EDITORIAL

Veinte años de impunidad

El pasado 17 de marzo se cumplieron veinte años del atentado terrorista contra la embajada de Israel en Buenos Aires, pero más allá de las consabidas declaraciones de condena o de los rutinarios partes oficiales por la muerte de 29 personas, nada significativo ha avanzado la Justicia argentina para determinar con nombre y apellido la autoría de este acto criminal.
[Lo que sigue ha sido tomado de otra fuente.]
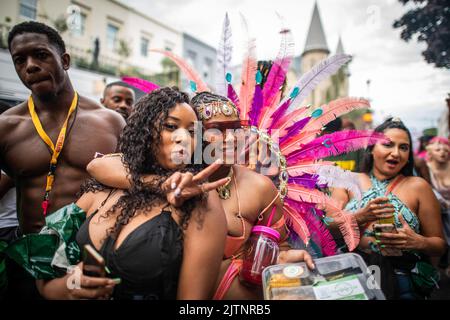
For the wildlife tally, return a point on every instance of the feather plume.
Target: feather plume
(224, 55)
(289, 119)
(336, 143)
(296, 223)
(188, 71)
(141, 84)
(318, 232)
(232, 95)
(335, 109)
(306, 167)
(336, 177)
(294, 143)
(248, 80)
(306, 180)
(276, 77)
(295, 128)
(319, 72)
(276, 115)
(301, 194)
(256, 106)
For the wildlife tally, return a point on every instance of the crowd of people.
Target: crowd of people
(169, 228)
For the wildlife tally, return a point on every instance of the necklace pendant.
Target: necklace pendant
(224, 194)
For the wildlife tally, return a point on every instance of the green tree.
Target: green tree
(430, 20)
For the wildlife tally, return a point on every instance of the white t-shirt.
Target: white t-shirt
(8, 211)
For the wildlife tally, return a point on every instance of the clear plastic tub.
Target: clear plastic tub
(340, 277)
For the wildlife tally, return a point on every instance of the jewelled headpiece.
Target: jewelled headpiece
(207, 110)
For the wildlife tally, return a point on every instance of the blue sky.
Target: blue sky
(402, 83)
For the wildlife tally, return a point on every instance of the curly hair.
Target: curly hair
(139, 144)
(36, 27)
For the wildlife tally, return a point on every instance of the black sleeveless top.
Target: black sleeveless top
(148, 261)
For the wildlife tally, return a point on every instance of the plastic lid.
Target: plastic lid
(267, 230)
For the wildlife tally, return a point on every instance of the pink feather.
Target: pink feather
(296, 223)
(302, 194)
(319, 233)
(336, 143)
(256, 106)
(335, 109)
(141, 84)
(232, 95)
(188, 71)
(294, 143)
(291, 118)
(308, 167)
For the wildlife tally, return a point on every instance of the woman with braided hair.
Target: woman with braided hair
(158, 251)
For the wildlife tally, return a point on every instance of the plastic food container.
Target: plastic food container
(340, 277)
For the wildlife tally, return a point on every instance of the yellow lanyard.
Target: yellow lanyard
(55, 150)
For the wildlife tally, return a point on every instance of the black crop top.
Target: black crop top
(148, 261)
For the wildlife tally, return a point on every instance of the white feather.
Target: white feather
(224, 54)
(337, 177)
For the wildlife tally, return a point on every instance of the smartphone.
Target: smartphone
(387, 228)
(93, 262)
Si algunas identificaciones hubo, estas fueron logradas a través de las investigaciones del Mossad, institución que ha dejado trascender que los autores fueron militantes de la agrupación terrorista islámica Hezbolá.

 

Según trascendidos, Israel, a través de sus servicios de seguridad, ejecutó a los criminales, pero lo que a los argentinos nos debe importar es que lo sucedido en la embajada ubicada en la intersección de las calles Arroyo y Suipacha fue un ataque contra nuestro país y que las investigaciones de la Corte Suprema de Justicia se constriñeron a una única hipótesis: la que aseguraba que la bomba estalló dentro de la embajada, presunción que apunta más a un ajuste de cuentas interno entre los judíos que que a un ataque del integrismo musulmán.
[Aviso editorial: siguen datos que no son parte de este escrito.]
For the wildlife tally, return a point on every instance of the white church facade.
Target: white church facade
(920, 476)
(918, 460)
Dos años después, otro operativo que probablemente se haya originado en el mismo centro de poder, culminó con la demolición mediante explosivos del local de la AMIA de calle Pasteur y la muerte de 86 personas. O sea que en el lapso de dos años se produjeron en la Argentina dos ataques terroristas considerados como los más importantes contra la comunidad judía en el extranjero después de la Segunda Guerra Mundial, sin que en este momento haya un detenido. En el caso de la embajada de Israel, el balance es desolador. La Justicia argentina presume que detrás del atentado estuvo la mano de Irán, pero a decir verdad, esta es más una especulación que una prueba fehaciente, ya que acerca de lo ocurrido aquel día no hay una conclusión certera sobre la identidad de los culpables.

La ineficacia de nuestros servicios de seguridad ha dejado una memorable huella en la que se conjugan la sospecha de connivencia y el sentimiento de desprotección. No hay en el mundo antecedentes de semejante ineficiencia. Para contraste vale señalar que esta semana, en Francia, un psicópata que dijo pertenecer a Al Qaeda y que había asesinado a soldados franceses y niños judíos, fue identificado a las 48 horas, y que -cercado- cayo muerto ayer luego de un tiroteo. A su vez, en España se recordó días atrás el doloroso atentado en la estación de trenes de Atocha, hecho que rápidamente terminó con la identificación, la muerte o el procesamiento y cárcel de los implicados.

En cambio, en nuestro país todo sigue en veremos, mientras la esperanza de justicia se evanesce. Entre tanto, la evaluación de lo ocurrido adquiere tonos sombríos porque crece la sensación de que no se avanzará en el esclarecimiento de lo sucedido, triste realidad que deja al desnudo la debilidad e inoperancia de nuestras instituciones frente a las acechanzas del terrorismo.